A tensão entre o privado e o público, o individual e o coletivo, é abordada ao longo de toda a história. Os roteiristas demonstram a preocupação louvável de manter o retrato político afastado de julgamentos parciais (existem pessoas benevolentes e perversas dos dois lados da batalha), enquanto discutem a possibilidade de uma “guerra mais humana”, no caso, sem ódio pessoal, apenas lutas de honra em nome da noção mais ampla de patriotismo. O argumento pode ser contestado, mas representa um questionamento incomum em produções do gênero.

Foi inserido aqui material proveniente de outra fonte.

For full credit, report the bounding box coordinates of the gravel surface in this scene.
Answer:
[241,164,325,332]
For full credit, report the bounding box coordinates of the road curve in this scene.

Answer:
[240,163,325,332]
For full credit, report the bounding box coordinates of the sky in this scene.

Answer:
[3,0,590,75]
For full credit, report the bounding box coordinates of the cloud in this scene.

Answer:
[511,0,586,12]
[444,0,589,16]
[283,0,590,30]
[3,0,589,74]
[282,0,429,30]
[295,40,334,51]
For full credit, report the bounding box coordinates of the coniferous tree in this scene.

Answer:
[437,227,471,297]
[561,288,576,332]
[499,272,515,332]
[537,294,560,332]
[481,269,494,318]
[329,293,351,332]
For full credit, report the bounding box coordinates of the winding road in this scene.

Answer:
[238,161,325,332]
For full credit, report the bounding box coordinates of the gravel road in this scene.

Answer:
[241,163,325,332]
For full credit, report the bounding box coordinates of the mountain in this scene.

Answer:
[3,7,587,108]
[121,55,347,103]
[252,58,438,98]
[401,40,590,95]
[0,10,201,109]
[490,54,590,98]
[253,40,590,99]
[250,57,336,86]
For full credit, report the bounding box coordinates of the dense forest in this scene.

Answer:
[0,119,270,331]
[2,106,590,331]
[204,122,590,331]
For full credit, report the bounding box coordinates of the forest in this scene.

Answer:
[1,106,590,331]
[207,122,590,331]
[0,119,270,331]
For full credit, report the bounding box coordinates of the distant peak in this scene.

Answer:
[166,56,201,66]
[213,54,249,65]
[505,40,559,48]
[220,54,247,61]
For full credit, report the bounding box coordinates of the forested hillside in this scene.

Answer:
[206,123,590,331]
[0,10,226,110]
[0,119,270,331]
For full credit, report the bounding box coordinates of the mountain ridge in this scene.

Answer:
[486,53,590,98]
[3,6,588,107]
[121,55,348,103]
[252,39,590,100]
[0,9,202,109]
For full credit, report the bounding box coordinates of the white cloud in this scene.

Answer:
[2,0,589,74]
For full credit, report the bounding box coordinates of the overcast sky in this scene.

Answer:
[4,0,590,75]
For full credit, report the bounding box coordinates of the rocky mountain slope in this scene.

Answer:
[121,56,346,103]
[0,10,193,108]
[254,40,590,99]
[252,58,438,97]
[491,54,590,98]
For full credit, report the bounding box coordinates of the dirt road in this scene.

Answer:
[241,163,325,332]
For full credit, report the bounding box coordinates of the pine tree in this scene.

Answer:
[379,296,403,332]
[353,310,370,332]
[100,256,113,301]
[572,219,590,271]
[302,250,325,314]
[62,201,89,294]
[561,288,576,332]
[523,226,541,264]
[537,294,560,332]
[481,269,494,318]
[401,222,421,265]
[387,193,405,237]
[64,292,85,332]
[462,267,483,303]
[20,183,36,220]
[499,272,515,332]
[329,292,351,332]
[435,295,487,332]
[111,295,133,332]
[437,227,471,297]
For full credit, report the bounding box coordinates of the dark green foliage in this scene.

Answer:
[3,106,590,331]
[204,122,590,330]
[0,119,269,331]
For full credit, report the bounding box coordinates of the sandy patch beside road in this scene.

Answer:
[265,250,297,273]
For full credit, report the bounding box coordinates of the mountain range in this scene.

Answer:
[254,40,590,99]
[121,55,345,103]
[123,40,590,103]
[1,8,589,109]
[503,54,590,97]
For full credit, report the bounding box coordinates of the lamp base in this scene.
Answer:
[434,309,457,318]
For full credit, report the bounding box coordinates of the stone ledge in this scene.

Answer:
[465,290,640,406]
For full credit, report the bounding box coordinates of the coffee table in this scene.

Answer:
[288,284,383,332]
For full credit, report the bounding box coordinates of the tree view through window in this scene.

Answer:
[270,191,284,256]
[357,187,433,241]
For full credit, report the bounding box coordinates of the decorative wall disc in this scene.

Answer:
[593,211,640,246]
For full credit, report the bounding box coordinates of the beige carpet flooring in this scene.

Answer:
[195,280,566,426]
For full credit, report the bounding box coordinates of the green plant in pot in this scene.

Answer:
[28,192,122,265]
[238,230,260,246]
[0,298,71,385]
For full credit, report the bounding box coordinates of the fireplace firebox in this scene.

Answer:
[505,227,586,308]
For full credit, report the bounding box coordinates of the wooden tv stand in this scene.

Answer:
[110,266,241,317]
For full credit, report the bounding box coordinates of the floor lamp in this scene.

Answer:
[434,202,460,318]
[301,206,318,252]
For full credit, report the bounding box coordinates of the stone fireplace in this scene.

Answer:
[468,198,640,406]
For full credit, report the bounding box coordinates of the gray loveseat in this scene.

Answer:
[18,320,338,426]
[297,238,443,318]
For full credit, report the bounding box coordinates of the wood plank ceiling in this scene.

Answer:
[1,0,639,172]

Atribuindo a si próprio o papel de herói, Russell Crowe poderia transformar Joshua em um pai coragem, algo como os justiceiros interpretados por Liam Neeson em tramas de ação, ou a mãe-mártir de Angelina Jolie em A Troca. Ora, a composição minimalista do ator é louvável: ele apresenta um homem sem grandes habilidades, munido pelo evidente amor paterno, mas desistindo várias vezes durante a jornada. O protagonista prossegue apenas por encontrar um número considerável de pessoas dispostas a ajudá-lo – prova da generosidade deste retrato pós-guerra. Ao mesmo tempo, Joshua sai de uma guerra para entrar em outra, sem saber muito bem o porquê, nem como fugir. Promessas de Guerra sustenta a tese de que a guerra é algo essencialmente artificial e absurdo.

Vale ressaltar que Joshua não sabe combater, não tem malícia nas amizades e com as mulheres. Ele é um sujeito comum, algo que permite ao público uma identificação mais direta. Ao invés de conferir fatores sobre-humanos ao herói (força, destreza, obstinação), o roteiro prefere agraciá-lo com o poder mágico de perceber a presença da água sob o solo, e detectar a localização dos filhos desaparecidos quando se aproxima dos supostos restos mortais. Esta é uma solução fantasiosa, um tanto cafona, mas o filme não tem medo de adentrar o terreno do melodrama.

A prova disso está nas imagens, digna de propagandas turísticas ou comerciais de televisão. As cores são saturadas demais, as cenas apresentam uma quantidade desproporcional de pores do sol, a paisagem está sempre devidamente focada e brilhante ao fundo. Os constantes flashbacks são granulados, cinzentos, com muita câmera lenta. Nos momentos de batalha, uma grua se levanta para captar a movimentação de dezenas de pessoas ao mesmo tempo. Promessas de Guerra segue a cartilha do épico como um aluno dedicado, mas sem imaginação. As imagens do filme são exatamente o que se espera de uma produção do gênero – com uma pequena dose de sadismo, talvez, na repetição de uma cena particularmente violenta da guerra.

O filme perde em autenticidade com a entrada de uma forçadíssima história de amor romântico, que soa como uma obrigação contratual do projeto. Não bastasse o amor paterno e o amor pela nação, a narrativa também explora o envolvimento amoroso entre o australiano Joshua e a turca Ayshe (Olga Kurylenko), numa espécie de união simbólica das duas nações, antigas inimigas. Kurylenko nunca foi uma atriz muito sutil, algo comprovado nos biquinhos de sedução e olhares arregalados de surpresa. Estes momentos são fracos, mas não chegam a comprometer uma obra benevolente e otimista.

Apesar do olhar fetichista ao Oriente (ah, as danças sensuais, os amores na borra do café, as criancinhas em busca de amor paterno!), Promessas de Guerra é uma obra de guerra interessante, e uma estreia digna para Crowe na direção. O conteúdo minimamente questionador compensa o estilo publicitário das imagens, fazendo o filme se sobressair positivamente em meio a um conjunto tão numeroso de obras heroicas e patrióticas.